Вскоре Медведь оказался на окраине поселка и, заметив кучу отбросов, с жадностью принялся есть. Тотчас откуда-то появилась свора собак.
Псы, давясь лаем, окружили Медведя, а тот, не переставая есть, лишь отмахивался от них лапой. Собачья стая, все прибывая, осмелела, стала наседать на Медведя, псы заходили сзади, норовя ухватить его за «штаны». Медведь крутился на одном месте, пятился назад и, наконец, не выдержав, кинулся бежать под аккомпанемент собачьего лая. Псы гнали его по узкой улочке поселка, из приземистых бревенчатых домиков выбегали наспех одетые люди, послышались выстрелы. Медведь, оглушенный всей этой кутерьмой, метался по поселку, не зная, как ему выбраться.

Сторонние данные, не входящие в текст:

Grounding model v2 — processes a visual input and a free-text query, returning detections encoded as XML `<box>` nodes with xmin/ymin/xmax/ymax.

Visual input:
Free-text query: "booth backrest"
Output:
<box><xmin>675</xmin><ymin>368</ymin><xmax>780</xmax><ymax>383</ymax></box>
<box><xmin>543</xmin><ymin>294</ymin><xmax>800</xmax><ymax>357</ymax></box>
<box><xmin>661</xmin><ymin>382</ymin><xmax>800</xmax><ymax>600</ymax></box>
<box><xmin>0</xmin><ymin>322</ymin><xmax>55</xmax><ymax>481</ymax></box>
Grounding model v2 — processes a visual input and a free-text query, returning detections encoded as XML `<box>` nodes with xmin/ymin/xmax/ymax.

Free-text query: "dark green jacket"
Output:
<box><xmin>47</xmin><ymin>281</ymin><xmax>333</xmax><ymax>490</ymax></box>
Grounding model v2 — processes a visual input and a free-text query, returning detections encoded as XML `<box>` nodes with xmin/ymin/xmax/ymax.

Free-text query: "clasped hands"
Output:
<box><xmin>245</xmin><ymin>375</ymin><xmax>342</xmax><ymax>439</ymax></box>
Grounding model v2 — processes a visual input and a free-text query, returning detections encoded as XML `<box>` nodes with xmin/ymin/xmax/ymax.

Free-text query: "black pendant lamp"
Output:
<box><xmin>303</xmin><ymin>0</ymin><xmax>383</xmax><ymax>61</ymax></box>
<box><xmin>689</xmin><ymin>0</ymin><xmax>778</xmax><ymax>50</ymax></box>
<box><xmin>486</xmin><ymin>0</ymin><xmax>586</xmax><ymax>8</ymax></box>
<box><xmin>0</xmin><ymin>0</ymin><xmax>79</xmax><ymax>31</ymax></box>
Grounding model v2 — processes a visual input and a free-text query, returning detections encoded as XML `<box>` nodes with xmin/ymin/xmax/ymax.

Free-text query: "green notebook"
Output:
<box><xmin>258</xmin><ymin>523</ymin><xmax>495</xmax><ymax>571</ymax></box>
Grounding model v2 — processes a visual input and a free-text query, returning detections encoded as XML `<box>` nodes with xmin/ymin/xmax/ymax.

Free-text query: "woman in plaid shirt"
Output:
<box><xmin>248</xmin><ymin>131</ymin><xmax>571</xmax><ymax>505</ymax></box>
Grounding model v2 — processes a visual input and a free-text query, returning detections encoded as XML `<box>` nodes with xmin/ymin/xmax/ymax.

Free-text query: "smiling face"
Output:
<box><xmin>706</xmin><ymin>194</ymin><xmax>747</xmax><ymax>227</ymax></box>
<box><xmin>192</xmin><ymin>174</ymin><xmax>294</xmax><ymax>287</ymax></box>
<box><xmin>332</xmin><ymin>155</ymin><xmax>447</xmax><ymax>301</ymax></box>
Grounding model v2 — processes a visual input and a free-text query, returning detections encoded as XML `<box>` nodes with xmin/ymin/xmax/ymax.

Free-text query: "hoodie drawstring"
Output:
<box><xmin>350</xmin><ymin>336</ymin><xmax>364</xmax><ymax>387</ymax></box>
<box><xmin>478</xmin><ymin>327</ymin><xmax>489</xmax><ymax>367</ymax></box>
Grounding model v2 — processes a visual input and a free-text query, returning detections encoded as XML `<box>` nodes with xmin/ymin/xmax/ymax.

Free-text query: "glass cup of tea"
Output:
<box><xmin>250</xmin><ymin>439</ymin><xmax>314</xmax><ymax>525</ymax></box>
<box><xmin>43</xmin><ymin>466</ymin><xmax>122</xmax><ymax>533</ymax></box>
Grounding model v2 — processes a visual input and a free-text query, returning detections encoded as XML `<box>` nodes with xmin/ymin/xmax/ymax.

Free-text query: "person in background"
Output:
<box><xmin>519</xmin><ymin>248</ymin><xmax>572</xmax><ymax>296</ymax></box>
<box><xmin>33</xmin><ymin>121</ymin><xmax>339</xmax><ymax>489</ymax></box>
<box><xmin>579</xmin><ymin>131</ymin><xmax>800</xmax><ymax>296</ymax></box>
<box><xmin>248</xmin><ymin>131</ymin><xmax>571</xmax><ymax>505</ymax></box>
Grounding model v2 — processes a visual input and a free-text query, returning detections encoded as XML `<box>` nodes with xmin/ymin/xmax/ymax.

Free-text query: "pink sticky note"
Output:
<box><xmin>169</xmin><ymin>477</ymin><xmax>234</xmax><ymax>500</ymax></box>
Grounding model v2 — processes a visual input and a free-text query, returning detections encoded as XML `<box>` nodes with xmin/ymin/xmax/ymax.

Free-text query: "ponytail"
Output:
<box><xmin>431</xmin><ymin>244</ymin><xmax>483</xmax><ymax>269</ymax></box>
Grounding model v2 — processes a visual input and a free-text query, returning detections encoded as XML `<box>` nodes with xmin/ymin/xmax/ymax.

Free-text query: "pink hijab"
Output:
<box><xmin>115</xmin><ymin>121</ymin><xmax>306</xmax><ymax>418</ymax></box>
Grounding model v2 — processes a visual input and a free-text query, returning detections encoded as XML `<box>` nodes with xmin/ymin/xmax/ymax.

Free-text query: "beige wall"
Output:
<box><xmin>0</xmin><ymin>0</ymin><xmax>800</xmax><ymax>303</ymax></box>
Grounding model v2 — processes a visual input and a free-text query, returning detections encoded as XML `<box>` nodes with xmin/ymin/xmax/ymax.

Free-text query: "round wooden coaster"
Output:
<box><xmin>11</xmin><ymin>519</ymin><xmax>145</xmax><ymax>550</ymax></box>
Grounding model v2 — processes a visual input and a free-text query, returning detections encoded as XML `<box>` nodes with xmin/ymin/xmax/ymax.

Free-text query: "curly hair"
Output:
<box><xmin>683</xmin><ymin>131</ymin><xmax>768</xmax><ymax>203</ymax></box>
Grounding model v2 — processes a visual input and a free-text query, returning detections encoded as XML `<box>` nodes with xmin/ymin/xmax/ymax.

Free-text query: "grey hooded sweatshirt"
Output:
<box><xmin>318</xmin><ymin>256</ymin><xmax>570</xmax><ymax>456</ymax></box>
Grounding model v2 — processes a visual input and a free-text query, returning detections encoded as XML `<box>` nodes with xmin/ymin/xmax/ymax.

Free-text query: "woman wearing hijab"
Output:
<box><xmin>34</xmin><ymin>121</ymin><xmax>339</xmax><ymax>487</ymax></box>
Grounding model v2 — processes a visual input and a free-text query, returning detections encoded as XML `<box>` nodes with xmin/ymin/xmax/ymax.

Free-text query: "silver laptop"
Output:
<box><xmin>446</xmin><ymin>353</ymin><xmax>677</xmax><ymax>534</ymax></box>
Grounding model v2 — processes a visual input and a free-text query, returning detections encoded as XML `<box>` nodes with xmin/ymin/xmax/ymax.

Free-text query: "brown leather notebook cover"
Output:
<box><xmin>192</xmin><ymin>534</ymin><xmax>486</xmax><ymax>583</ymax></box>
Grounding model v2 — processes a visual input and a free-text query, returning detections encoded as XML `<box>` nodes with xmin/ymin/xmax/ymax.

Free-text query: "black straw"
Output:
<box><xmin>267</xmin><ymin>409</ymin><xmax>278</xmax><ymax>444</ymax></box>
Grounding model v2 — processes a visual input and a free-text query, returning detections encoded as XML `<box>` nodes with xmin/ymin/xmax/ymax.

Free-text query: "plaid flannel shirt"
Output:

Наконец где-то вдали он увидел белую полоску льда и бросился было к ней. Но тут поодаль раздался короткий сухой щелчок, что-то тупо ткнулось в шею Медведя и обожгло ему горло. Он сделал еще несколько шагов и упал в снег. Его глаза окутала тьма, на какое-то короткое мгновение ему показалось, что он снова стал Медвежонком и очутился в материнской берлоге, а потом все исчезло, и Медведь впервые почувствовал невыносимый, проникающий в самое сердце холод…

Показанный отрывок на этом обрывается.